Parmi eux, figure un gazoduc de 550 km qui relierait la région du delta du Niger, au sud-est, où la production pétrolière est importante, à la capitale commerciale Lagos. Dangote Group estime à 12 000 MW le potentiel de production d’électricité de ce gazoduc – soit plusieurs fois la puissance installée du pays. Le groupe construit également une grande raffinerie pour traiter localement le pétrole brut et résoudre le problème des pénuries chroniques de carburant dans le pays. « Ces projets à eux seuls contribueront à forger et à transformer l’économie du Nigeria », estime Aliko Dangote.
Les entreprises des autres pays d’Afrique sont aussi confrontées à la nécessité de se diversifier et les ambitions d’expansion de Dangote vont de pair avec son désir de voir des progrès économiques non seulement dans son pays, mais partout en Afrique. « Nous nous efforçons de participer à la transformation de l’économie africaine… Nous, les Africains, nous n’investissons pas réellement dans notre économie, et les autres ne vont pas venir transformer notre économie pour nous », poursuit-il.
Pour le moment, les activités hors du Nigeria sont limitées à la production de ciment, « un secteur que nous connaissons très bien. Nous finirons par maîtriser aussi les autres secteurs, mais nous devons au préalable les consolider davantage ». Alors qu’il est convaincu que les entreprises vont jouer un rôle crucial dans le développement économique du continent, Aliko Dangote insiste sur le fait qu’il est indispensable que les gouvernements appuient les entreprises. « Le secteur privé ne pourra pas stimuler l’économie sans la coopération du gouvernement. Il doit mettre en oeuvre des politiques qui suscitent l’intérêt des investisseurs. » Plus que tout, il faut une action plus concertée pour renforcer les institutions : « C’est l’un des domaines où nous sommes à la traîne. Les institutions sont très, très importantes. Personne ne va investir dans un pays qui n’est pas un État de droit. »

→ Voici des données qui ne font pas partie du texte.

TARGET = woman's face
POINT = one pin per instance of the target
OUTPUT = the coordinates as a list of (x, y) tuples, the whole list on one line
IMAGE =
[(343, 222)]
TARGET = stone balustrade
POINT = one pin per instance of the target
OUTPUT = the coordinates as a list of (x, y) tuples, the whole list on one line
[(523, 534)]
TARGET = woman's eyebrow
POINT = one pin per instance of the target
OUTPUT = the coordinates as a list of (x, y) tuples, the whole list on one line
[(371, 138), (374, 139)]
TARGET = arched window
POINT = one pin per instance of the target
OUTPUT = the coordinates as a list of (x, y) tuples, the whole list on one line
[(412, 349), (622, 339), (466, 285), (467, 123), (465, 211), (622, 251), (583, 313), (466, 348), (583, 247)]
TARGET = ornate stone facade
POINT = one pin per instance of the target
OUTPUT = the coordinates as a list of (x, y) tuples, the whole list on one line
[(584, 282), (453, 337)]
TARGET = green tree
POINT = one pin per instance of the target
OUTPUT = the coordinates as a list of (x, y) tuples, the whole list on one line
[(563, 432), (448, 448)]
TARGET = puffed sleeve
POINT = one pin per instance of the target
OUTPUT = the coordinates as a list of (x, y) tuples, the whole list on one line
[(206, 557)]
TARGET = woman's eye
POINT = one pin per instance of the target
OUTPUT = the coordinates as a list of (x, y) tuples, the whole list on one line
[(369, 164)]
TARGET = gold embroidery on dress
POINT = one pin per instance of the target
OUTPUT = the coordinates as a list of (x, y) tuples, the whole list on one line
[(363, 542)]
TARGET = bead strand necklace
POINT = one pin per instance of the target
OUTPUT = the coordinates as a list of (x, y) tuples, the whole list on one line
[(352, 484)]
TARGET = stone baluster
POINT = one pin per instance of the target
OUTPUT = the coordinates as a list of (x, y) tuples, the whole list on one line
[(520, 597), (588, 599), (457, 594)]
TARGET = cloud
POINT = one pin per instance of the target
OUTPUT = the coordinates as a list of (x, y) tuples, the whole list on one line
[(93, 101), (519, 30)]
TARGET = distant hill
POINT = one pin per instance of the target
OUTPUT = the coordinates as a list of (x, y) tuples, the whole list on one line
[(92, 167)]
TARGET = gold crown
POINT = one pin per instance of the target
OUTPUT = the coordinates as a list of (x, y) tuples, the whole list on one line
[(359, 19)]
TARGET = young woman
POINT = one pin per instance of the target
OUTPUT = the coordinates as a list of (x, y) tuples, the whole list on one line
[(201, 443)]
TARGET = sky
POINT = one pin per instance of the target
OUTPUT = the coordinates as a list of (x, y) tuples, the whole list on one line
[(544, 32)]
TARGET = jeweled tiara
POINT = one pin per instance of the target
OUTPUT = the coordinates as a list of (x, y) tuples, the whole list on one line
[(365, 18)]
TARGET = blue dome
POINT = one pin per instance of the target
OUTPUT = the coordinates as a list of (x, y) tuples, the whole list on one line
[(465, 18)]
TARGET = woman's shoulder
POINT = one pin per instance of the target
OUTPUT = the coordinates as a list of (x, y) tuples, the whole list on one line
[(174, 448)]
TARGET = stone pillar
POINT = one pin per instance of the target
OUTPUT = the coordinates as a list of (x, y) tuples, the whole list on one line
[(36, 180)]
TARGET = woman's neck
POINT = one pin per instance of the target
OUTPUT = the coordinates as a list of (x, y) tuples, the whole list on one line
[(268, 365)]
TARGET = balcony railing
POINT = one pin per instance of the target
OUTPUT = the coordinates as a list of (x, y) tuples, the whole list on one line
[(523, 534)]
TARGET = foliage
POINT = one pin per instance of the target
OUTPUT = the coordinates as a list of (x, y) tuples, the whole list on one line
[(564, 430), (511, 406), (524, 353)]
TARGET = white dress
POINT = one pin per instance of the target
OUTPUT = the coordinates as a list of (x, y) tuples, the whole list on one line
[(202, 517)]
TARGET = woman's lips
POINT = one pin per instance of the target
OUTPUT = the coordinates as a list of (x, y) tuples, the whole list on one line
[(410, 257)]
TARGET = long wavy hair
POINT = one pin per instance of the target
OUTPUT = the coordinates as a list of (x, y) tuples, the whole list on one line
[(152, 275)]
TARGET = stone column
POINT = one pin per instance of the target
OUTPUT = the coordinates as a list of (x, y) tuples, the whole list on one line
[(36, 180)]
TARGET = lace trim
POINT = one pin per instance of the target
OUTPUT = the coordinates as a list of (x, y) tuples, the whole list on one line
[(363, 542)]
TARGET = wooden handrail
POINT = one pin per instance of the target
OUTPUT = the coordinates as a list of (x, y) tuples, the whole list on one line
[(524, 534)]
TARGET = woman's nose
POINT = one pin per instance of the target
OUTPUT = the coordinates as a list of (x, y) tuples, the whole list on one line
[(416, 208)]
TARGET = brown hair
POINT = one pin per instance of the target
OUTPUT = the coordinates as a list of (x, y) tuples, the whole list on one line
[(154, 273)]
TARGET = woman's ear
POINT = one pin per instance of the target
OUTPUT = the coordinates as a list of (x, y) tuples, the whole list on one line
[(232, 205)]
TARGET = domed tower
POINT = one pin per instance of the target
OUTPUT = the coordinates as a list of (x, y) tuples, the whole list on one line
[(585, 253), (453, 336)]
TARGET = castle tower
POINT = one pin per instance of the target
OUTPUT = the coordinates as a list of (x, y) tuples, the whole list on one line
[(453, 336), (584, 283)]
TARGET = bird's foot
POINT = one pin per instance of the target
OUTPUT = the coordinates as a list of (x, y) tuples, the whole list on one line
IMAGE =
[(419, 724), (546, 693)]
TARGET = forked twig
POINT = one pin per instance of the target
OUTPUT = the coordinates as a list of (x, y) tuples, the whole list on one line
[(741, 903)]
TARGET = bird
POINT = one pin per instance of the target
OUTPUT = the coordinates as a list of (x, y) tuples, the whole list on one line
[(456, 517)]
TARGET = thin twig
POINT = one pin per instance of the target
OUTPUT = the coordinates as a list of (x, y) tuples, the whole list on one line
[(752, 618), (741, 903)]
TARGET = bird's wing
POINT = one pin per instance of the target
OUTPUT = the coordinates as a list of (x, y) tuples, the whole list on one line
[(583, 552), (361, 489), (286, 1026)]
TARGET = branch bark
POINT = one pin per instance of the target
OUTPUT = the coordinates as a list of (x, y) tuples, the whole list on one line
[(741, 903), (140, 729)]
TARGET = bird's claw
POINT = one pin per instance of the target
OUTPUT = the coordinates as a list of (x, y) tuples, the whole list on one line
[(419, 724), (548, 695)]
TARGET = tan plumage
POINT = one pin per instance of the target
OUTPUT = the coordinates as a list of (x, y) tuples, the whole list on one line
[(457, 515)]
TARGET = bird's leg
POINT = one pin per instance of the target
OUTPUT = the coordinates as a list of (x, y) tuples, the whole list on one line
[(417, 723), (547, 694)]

Il est également catégorique sur la question de l’intégration régionale. Le commerce intra-africain représente moins de 15 % du commerce africain, et constitue donc un immense potentiel inexploité. « C’est ce que je dis à chaque fois que je rencontre un Président. Nous devons avancer sur le plan de la libre circulation des biens et services au sein de l’Afrique ; nous faisons partie du même continent, mais je ne sais pas si nous nous faisons réellement confiance…»
Malgré le nombre de conférences et d’accords panafricains visant à renforcer l’intégration régionale, Aliko Dangote estime qu’« on en parle beaucoup, mais on agit peu ! Si les gouvernements ne s’attaquent pas à ce problème, les Présidents ne font que gaspiller l’argent public quand ils se rendent aux conférences».
Tout en exprimant sa frustration sur le manque de progrès sur cette question, Dangote se montre optimiste : « Le leadership change en Afrique… On assiste à beaucoup de transformations dont les gens ne sont pas vraiment conscients. » Et de se réjouir : « Il y a bien des améliorations ici et là. S’il y a encore du chemin à faire, nous faisons des efforts pour y arriver. »
L’intérêt pour l’Afrique
Après une décennie de croissance soutenue, l’économie africaine ne s’est jamais si bien portée. Alors que les économies sont en plein essor, les investisseurs s’intéressent au potentiel qu’elles recèlent.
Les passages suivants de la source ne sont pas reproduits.